Afghanistan polio: First case in Kabul since 2001
- Published
An Afghan girl has been diagnosed with polio in Kabul - the capital's first case since the Taliban's fall in 2001.
The health ministry ordered a vaccination campaign across the capital after the three-year-old was diagnosed.
Polio remains endemic in Afghanistan, Pakistan and northern Nigeria, but has been almost wiped out around the world.
In all three countries Islamic extremists have obstructed health workers, preventing polio eradication campaigns from taking place.
Since the Afghan Taliban changed their policy, allowing vaccination in recent years, there has been a decline in cases in Afghanistan.
The emergence of a new case in Kabul is worrying health officials.
It was discovered in a very poor community of Kuchis, formerly nomadic herdsmen, now settled on a hillside in the east of the capital.
In response, health workers have tried to visit every home in the community.
There is no running water or electricity, and some of the ex-nomads still live in tents, despite the cold of winter in Kabul.
Once the workers have put drops into the mouths of infants they find, they mark their hands with a blue line, and write the date on the wall.

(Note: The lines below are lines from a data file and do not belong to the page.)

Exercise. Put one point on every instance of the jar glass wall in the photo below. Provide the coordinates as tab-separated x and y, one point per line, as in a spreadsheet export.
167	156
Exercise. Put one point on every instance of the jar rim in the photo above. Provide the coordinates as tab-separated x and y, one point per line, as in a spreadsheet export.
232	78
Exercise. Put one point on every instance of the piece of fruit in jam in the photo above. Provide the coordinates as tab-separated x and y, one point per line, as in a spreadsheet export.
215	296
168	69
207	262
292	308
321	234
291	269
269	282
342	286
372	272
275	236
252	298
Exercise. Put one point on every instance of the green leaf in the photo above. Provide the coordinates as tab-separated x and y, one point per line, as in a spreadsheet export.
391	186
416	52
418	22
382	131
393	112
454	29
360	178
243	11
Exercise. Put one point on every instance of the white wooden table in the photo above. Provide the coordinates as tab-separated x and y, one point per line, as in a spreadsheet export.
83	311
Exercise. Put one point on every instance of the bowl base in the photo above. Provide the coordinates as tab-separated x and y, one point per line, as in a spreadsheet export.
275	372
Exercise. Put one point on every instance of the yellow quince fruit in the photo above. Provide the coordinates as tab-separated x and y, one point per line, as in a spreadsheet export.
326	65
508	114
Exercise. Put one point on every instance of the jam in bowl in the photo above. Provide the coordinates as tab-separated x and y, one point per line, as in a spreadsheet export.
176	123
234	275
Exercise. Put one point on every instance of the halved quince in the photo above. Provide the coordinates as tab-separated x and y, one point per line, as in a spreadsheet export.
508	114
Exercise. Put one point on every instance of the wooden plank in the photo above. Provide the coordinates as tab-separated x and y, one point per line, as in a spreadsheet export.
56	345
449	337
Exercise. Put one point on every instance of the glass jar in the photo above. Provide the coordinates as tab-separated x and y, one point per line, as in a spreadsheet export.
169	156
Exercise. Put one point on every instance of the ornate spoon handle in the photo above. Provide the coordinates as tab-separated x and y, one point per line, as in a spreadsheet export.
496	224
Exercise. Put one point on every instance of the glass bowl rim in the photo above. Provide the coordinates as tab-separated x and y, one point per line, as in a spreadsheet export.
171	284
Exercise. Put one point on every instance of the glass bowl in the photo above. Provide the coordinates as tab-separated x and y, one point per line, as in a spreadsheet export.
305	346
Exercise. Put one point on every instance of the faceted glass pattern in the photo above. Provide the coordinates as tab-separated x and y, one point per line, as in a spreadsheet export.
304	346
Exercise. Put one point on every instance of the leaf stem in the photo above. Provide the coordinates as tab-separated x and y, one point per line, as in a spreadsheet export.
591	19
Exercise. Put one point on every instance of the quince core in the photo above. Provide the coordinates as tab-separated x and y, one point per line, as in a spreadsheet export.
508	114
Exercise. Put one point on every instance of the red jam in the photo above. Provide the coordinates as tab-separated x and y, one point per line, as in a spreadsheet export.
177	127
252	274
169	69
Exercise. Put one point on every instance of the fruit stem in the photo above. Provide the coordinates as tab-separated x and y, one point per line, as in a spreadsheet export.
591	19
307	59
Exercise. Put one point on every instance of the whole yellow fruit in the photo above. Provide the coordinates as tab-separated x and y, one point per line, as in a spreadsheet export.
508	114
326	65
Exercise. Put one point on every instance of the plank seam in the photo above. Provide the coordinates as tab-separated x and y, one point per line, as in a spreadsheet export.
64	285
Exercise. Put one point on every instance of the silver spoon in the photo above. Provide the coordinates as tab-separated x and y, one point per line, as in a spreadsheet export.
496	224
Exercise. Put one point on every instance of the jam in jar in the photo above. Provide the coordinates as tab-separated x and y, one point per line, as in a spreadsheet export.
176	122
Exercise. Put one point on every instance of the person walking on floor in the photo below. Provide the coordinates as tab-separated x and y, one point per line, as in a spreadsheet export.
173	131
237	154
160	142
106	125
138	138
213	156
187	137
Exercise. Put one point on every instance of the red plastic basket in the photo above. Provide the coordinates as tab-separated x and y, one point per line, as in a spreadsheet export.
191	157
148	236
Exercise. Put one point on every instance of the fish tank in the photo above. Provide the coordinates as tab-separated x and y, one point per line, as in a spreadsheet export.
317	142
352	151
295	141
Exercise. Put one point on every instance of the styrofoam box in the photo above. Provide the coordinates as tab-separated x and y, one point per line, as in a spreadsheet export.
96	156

It seems rudimentary, but tens of thousands of volunteers in campaigns like this across the country have succeeded in almost beating the disease.
Cross-border transmission
The girl who contracted the disease, Sakina, was diagnosed after she became paralysed.
Her father is a taxi driver who often goes to the frontier region with Pakistan, and has now taken her there for treatment.
Her uncle, Mohammed Azim, said that she complains: "I can't stand up. The other children are playing and I cannot."
The polio strain in the two countries is identical, and with 1.5 million children crossing the frontier every year, cross-border transmission is inevitable.
Nearly all of the cases in Afghanistan last year were in regions close to the Pakistan border.
Afghanistan has health workers at the border crossings, attempting to monitor all children who cross, and vaccinating those at risk.
But many people do not cross at formal customs posts, instead using tracks across the mountains and deserts that line the porous frontier.
'Undermining efforts'
The Taliban in Afghanistan remain a nationalist movement, who have been persuaded of the values of modern medicine.
But the Pakistani Taliban are a far more ideological group, similar to Boko Haram in northern Nigeria, who are focused on global jihad, and unwilling to believe anything the west tells them.
As well as killing health workers, the Pakistani Taliban have campaigned against vaccination, spreading the malicious rumour that it is a covert policy of sterilisation.
Their opposition, along with continuing insecurity in some parts of Afghanistan, could prevent continuing progress towards global eradication of the disease.
Afghan Health Minister Soraya Dalil said the continuing opposition of the Pakistani Taliban was a threat, "undermining efforts" to eradicate polio in Afghanistan.
After the initial local vaccination campaign, routine campaigns would continue, she said, to keep up the pressure, and ensure that this is an isolated case and not a new outbreak.
"This new case in Kabul tells us that the effort on polio eradication is not over yet, and we have to accelerate the effort to make sure that every child, no matter where they are, receive polio drops."